方法:子宫内膜癌根据子宫内膜癌的前反应分子风险分类法进行分子分类,并根据FIGO2009和2023标准进行分期。疾病特异性生存期计算为从手术到子宫内膜癌死亡的时间。
结果:分析了来自604例患者的数据。中位随访时间为81个月。FIGO2009和FIGO2023系统之间总共发生了118个阶段转换(19.5%),升档占这些变化的107(90.7%)。在FIGO2023系统中,分子分类导致69例患者(11.4%)重新分组.在23例患者中发现了可能改变辅助治疗决策的转变(3.8%)。FIGO2023系统有效地将子宫内膜癌分类为预后亚组。FIGO2023阶段,肿瘤大小,腹膜细胞学检查阳性,在多变量分析中,错配修复缺陷与疾病特异性生存率相关,而年龄和辅助治疗则没有。
结论:子宫内膜癌的FIGO2023分期系统显示出高度预后。患者的预后评估可以通过容易获得的协变量进一步增强。FIGO2009和2023系统之间的阶段转换发生在大约五分之一的患者中。在FIGO2023系统中实施分子分类对有关辅助治疗的决策具有重要意义。
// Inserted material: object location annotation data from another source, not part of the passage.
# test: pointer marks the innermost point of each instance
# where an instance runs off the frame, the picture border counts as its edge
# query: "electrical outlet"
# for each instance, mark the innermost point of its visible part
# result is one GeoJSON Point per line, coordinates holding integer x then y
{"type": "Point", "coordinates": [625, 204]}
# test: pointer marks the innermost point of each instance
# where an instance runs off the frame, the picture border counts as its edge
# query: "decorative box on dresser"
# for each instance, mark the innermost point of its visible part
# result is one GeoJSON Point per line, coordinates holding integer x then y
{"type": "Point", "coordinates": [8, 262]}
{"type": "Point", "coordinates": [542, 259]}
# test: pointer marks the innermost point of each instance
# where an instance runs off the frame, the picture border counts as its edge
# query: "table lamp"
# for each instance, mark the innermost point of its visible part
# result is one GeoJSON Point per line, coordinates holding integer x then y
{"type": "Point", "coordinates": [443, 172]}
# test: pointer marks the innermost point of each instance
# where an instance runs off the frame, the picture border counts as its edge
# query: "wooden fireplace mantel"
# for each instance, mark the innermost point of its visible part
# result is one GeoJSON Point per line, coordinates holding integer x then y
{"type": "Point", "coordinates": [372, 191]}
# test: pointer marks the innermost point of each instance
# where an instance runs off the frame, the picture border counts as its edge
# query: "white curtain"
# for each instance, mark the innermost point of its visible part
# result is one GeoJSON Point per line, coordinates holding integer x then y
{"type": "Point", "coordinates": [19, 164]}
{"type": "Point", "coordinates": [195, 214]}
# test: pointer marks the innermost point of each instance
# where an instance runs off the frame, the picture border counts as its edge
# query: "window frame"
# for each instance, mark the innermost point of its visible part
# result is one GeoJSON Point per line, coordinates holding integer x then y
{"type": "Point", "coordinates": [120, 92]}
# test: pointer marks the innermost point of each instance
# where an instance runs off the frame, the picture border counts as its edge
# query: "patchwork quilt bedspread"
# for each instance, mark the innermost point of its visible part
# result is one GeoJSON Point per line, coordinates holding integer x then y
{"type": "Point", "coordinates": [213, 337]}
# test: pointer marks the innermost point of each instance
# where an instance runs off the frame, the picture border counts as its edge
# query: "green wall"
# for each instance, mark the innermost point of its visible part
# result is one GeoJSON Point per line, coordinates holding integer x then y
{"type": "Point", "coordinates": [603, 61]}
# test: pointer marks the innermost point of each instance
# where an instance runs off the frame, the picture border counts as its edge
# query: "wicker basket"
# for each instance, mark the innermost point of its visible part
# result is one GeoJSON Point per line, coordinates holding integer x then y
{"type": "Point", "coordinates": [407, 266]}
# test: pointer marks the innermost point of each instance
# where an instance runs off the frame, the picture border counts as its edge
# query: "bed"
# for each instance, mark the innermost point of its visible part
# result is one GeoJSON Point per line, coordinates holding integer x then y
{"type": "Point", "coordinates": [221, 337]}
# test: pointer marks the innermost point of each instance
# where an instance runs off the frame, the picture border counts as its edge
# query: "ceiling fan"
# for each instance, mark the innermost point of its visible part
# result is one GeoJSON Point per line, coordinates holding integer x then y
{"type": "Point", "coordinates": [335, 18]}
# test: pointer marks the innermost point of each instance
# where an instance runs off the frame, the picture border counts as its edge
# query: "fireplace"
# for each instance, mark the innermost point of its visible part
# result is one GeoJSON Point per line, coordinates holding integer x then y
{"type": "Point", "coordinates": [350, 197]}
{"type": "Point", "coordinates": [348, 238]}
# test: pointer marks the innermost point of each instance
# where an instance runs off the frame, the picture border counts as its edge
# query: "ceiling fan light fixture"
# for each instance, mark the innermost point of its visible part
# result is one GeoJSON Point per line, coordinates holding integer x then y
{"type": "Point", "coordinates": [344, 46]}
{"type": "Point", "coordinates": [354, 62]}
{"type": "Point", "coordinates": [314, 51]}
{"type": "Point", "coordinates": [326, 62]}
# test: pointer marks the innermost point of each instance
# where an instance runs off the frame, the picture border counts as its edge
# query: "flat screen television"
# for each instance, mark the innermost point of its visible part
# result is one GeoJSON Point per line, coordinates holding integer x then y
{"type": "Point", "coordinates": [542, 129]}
方法:子宫内膜癌根据子宫内膜癌的前反应分子风险分类法进行分子分类,并根据FIGO2009和2023标准进行分期。疾病特异性生存期计算为从手术到子宫内膜癌死亡的时间。
结果:分析了来自604例患者的数据。中位随访时间为81个月。FIGO2009和FIGO2023系统之间总共发生了118个阶段转换(19.5%),升档占这些变化的107(90.7%)。在FIGO2023系统中,分子分类导致69例患者(11.4%)重新分组.在23例患者中发现了可能改变辅助治疗决策的转变(3.8%)。FIGO2023系统有效地将子宫内膜癌分类为预后亚组。FIGO2023阶段,肿瘤大小,腹膜细胞学检查阳性,在多变量分析中,错配修复缺陷与疾病特异性生存率相关,而年龄和辅助治疗则没有。
结论:子宫内膜癌的FIGO2023分期系统显示出高度预后。患者的预后评估可以通过容易获得的协变量进一步增强。FIGO2009和2023系统之间的阶段转换发生在大约五分之一的患者中。在FIGO2023系统中实施分子分类对有关辅助治疗的决策具有重要意义。